When General Motors Co.'s board halted the sale of the company's European car business last week, no one was happier than the automaker's chief engineer.

Engineers with the Ruesselsheim, Germany-based Opel have designed the basics of GM's new compact and midsize cars that are sold across the globe, and they do much of the company's research on safety and electric vehicles. So it would be difficult to separate them from engineering operations in the U.S. and elsewhere, said Mark Reuss, vice president of global vehicle engineering.

"It would have made everything a lot harder," said Reuss, who was picked to head GM's engineering shortly after the company emerged from bankruptcy protection last summer.

GM wouldn't have lost all of its designs and technology if it had sold Opel, which it has owned since 1929. "But I'm really happy that we're keeping it," Reuss said.

The reason GM even considered selling Opel was because it was it headed toward bankruptcy protection when it agreed to the deal in May. Since then, it's cut its debt, scaled back operations and seen car sales stabilize.

Under the deal, 55 percent of Opel would have gone to a consortium of car parts maker Magna International Inc. and Russian lender Sberbank. The sale was ditched partly over fears that GM would lose control of Opel-designed technology, which includes next-generation designs for some key cars to be sold in the U.S.

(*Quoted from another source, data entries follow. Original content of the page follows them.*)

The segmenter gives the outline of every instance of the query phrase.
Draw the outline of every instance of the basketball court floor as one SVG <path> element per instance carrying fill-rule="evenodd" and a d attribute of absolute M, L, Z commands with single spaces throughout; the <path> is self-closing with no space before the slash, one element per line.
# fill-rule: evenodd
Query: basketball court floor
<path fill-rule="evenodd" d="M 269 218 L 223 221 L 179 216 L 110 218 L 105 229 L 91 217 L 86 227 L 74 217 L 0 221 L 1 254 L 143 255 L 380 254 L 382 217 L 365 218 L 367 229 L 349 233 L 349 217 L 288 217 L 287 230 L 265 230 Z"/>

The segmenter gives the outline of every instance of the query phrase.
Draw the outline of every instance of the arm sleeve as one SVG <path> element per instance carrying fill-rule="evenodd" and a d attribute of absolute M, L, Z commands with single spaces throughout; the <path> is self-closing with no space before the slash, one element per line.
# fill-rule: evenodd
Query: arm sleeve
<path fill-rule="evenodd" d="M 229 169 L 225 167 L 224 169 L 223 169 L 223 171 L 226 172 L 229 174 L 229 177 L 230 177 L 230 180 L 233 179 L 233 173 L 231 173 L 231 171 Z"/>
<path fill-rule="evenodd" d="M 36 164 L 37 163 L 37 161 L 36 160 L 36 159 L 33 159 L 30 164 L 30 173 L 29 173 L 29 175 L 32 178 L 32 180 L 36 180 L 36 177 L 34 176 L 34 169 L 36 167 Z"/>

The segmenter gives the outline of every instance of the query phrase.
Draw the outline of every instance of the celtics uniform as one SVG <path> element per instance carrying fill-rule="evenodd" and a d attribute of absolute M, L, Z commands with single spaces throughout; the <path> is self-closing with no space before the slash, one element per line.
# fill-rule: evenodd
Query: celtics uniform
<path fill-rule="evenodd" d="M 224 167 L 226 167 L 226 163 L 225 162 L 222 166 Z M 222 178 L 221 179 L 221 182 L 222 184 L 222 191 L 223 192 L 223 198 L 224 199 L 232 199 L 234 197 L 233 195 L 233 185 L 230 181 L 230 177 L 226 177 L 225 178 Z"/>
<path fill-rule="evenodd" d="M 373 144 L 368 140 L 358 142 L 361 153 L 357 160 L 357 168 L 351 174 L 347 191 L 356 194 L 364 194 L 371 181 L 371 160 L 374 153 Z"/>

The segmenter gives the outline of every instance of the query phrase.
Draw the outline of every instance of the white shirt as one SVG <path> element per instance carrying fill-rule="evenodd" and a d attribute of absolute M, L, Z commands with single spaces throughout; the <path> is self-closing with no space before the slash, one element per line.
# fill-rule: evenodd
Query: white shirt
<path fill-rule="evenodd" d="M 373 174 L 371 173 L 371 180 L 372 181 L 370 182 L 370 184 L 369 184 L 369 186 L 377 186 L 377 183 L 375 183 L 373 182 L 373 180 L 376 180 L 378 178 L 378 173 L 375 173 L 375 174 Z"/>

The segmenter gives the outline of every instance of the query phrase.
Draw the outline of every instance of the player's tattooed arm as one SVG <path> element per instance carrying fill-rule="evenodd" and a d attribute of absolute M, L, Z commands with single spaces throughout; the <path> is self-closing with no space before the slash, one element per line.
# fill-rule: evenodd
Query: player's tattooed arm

GM would have kept 35 percent of Opel and the British Vauxhall unit, but without controlling interest, Opel resources could have been diverted away from GM's global cars to projects that were priorities of the new owners, Reuss said.

"You're competing for resources at that point, because you've only got a 35 percent share," he said.

He also had concerns about losing technology to rivals, even with a sale agreement that put some controls on how the new owners could use GM technology.

BATTERY-POWER LOSS: Much of GM's expertise in battery-powered electric vehicles has been done by Opel and Magna has plans to design an electric car.

DESIGNS FOR U.S. SEDANS: Opel engineers have also designed the frame and underpinnings of GM's next-generation midsize cars, the Buick LaCrosse and Regal, and for the Chevrolet Cruze compact.

CHEVY'S RUSSIAN RIVAL: Sberbank likely would have ceded its interest in Opel to Russian automaker Gaz, another area of concern for GM officials.

Gaz, which is years behind other automakers in technology, competes against Chevrolet in Russia, which is expected to be a big growth market.